I don't know if you remember what happened to internet service in 2014, but things got very bad very quickly. The most publicized example was that Netflix was forced to restructure their entire pricing scheme and prices increased by 25%. Comcast also added previously-unheard-of data caps to their landline internet service in "selected markets". All that happened to me, personally, was that my monthly internet bill doubled, but reports of services becoming unusable were everywhere. The FTC was handing out fines left and right for anti-competitive behavior and breaches of contract,. Unfortunately these fines were on the scale of tens of thousands of dollars, while the anti-competitive practices are generating in the tens of millions. The fines were a toothless joke that were just seen as the cost of doing business.
However, ISPs were still showing restraint. The FCC was threatening to reclassify the internet under Title II of the communications act of 1934, which would let them reclaim their power to protect the internet.
ISPs absolutely did not want this to happen, but they couldn't help themselves when there was so much money to grab.

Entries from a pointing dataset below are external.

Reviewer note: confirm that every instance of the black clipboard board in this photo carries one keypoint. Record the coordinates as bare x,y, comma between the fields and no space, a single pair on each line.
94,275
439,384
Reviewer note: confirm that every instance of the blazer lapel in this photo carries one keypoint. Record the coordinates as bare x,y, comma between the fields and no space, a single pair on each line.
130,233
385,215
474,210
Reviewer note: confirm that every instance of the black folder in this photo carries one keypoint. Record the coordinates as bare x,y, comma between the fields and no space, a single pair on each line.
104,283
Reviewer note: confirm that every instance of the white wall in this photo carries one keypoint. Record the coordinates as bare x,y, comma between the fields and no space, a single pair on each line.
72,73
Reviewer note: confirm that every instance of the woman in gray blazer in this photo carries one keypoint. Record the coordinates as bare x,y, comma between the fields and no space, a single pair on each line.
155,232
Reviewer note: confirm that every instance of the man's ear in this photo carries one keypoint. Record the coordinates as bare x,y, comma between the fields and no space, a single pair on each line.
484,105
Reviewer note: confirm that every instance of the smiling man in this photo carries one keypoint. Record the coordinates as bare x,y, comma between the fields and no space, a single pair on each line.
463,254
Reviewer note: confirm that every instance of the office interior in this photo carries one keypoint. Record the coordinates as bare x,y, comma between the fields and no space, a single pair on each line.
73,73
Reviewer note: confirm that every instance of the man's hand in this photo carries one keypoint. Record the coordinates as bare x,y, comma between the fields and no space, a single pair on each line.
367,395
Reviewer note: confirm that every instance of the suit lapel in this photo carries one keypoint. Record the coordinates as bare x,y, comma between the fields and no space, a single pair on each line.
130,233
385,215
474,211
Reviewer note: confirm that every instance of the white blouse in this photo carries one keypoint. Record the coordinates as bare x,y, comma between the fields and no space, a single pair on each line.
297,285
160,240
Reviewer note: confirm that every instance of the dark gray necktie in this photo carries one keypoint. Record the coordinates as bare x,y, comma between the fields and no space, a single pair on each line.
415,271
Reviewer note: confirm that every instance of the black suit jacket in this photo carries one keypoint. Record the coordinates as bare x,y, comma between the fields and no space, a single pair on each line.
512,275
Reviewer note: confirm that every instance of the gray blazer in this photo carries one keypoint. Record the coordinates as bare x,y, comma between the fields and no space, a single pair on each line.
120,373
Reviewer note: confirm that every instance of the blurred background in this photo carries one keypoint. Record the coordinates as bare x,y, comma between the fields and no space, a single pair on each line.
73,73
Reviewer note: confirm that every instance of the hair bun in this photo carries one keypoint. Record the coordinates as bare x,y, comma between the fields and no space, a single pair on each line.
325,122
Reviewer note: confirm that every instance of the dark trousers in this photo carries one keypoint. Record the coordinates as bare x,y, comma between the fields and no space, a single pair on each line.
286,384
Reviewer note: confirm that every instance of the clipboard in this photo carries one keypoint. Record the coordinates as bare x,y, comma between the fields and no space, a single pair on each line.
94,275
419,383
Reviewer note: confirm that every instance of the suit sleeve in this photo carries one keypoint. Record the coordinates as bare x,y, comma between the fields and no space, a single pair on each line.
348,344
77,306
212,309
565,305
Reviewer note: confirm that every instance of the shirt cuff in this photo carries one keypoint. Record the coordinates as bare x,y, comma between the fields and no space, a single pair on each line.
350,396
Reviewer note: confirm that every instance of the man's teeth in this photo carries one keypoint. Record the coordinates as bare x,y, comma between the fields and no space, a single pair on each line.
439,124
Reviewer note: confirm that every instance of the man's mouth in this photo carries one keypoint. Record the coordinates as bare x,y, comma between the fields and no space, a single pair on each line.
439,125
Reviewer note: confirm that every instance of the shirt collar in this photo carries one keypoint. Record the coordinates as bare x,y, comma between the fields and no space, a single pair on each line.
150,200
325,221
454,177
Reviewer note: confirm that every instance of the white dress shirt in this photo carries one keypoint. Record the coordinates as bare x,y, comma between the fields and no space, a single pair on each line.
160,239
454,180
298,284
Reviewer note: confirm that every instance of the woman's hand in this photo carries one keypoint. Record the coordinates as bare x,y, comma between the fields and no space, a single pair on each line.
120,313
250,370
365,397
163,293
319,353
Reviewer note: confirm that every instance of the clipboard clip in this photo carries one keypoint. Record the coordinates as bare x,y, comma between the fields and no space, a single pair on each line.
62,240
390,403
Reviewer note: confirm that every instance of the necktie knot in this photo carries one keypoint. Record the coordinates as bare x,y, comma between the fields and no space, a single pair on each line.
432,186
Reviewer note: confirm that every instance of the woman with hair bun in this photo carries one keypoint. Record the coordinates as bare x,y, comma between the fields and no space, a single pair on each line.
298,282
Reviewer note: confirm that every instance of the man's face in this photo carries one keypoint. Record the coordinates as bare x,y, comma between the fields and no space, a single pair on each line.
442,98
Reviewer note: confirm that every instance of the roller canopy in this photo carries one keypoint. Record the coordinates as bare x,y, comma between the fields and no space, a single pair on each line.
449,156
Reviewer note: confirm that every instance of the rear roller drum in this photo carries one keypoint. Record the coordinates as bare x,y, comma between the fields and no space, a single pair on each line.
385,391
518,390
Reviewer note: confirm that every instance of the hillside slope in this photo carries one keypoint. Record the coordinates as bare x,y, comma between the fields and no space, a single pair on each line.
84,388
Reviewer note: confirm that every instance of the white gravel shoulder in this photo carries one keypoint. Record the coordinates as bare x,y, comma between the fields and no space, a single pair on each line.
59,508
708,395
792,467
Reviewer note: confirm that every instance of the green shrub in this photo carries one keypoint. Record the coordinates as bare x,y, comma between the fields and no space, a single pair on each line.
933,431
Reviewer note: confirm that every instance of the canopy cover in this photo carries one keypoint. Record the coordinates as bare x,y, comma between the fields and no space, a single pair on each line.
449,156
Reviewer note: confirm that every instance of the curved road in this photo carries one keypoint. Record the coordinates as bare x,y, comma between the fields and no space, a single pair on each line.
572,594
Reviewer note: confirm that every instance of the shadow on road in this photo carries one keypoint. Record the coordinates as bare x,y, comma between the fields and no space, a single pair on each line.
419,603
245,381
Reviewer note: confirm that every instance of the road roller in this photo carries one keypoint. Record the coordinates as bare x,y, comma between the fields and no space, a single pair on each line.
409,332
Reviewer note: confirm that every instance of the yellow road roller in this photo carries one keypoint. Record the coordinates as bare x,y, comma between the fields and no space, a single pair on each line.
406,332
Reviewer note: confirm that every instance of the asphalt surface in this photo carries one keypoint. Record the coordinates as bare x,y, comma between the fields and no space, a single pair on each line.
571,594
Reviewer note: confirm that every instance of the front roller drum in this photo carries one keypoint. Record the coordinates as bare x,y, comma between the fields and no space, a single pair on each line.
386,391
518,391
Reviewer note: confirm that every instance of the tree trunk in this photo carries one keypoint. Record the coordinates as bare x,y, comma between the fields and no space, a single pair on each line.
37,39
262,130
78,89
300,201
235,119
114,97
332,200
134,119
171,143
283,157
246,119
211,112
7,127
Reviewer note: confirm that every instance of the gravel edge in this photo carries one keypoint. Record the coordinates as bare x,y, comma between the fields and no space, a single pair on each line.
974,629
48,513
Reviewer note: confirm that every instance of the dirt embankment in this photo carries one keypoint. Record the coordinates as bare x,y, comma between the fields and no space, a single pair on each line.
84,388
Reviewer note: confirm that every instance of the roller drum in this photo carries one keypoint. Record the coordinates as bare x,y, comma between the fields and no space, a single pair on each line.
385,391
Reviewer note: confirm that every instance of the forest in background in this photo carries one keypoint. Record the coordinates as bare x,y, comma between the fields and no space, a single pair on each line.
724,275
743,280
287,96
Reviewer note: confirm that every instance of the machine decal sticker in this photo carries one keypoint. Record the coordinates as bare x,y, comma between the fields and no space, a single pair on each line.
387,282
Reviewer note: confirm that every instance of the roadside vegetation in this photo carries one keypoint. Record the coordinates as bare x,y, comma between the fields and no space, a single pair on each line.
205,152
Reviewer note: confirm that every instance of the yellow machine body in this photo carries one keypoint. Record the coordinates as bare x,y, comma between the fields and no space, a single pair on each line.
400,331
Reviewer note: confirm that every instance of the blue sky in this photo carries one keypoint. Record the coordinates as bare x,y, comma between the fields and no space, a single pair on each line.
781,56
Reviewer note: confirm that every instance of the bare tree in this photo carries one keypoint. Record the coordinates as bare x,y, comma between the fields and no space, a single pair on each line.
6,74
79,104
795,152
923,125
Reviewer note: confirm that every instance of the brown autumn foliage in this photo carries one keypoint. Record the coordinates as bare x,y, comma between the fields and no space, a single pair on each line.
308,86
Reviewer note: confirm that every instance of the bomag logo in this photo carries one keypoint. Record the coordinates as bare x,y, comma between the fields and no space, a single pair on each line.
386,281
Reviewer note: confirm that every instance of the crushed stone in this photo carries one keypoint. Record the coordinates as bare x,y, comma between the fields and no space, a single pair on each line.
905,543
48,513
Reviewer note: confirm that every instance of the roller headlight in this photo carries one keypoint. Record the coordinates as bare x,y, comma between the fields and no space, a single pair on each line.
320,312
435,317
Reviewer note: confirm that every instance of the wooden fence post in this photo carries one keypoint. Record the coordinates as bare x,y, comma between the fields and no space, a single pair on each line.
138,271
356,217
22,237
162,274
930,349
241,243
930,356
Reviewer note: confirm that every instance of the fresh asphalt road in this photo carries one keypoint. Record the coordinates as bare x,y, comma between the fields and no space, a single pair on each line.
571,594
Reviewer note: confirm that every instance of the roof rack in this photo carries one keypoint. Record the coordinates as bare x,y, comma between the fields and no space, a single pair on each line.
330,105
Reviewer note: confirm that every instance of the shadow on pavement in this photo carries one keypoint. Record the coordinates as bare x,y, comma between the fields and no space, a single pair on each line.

So in 2015, the FCC was forced to reclassify the internet as a title II service, which essentially marked the internet as a utility like phone service. This in itself was not net neutrality, but it gave the FCC the power it needed to stop the bleeding. The regulations put into place after that point did end up being more restrictive than the original Open Internet Order, but reclassification wasn't anybody's first choice, not even the FCC. Only a portion of the regulations that are applied to phone service were carried over to the internet.
Today's repeal means that the FCC can no longer has the power to create or enforce any order to preserve an open internet. Meaning the FCC, nor any executive agency, has the power to effectively threaten or even bargain with ISPs into fair competition. This has never happened before. The situation is not the same as "before net neutrality", because that was also "back before wifi" and "back before most people had cell phones". Everything was on dial-up before the net bubble. Dial up connections were heavily regulated, as they counted as phone service.